Nearly 40 percent of the population in North Korea will need food aid next year because of the severe shortages of fertilizer and fuel, U.N. food agencies said Monday.
The World Food Program and the Food and Agriculture Organization alerted in a joint report that food production was down again for the third straight year, according to The Associated Press.
North Korea faces a shortfall of more than 800,000 tons of grain for this year through October 2009 - the next harvest, Bloomberg news reported.
As a result, about 8.7 million of the country's 23 million, or 38 percent, will need food assistance next year.
"The findings of the mission confirm WFP's fears that millions of DPRK (Democratic People's Republic of Korea) households will suffer through yet another year of food shortages," WFP country Representative Torben Due said in a statement from Pyongyang.
"Accessing enough food and a balanced diet will be almost impossible, particularly for families living in urban areas or in the remote food-deficit provinces in the Northeast," Due said. "This could have grave consequences for the health of the most vulnerable groups."
FAO's chief of global information and early warning system, Henri Josserand, noted that in spite of good weather and hard work by farmers and some city-dwellers, they "could not overcome critical shortages of fertilizer and fuel."
"The prospects for next year are bleak," he added.
WFP and FAO inspected North Korea from October 9-24, the first such comprehensive field assessment mission since 2004, the agencies said in its report.
The impoverished country of North Korea has depended on foreign food aid since droughts, floods, and mismanagement devastated its food production and economy in the mid-1990s.
It's estimated that up to two million people died during the devastating famine in the 1990s.

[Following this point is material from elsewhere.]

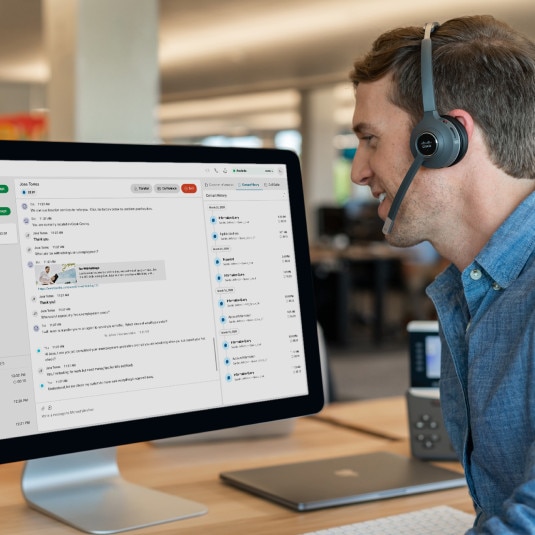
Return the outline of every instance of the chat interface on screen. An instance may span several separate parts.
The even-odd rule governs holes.
[[[0,438],[308,393],[286,167],[0,161]]]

This year's food shortage is largely due to the 2007 flood – the worst in 40 years – that left more than 600 people dead or missing and some 100,000 people homeless. After the 2007 flood, more than 11 percent of the nation's crops were destroyed as well as many of the country's infrastructure and industrial facilities.
Its neighbor South Korea, which is technically still at war with its northern counterpart since their 1950-53 civil war, is considering a U.N. request to help raise $60 million to purchase food and other essential needs for the country.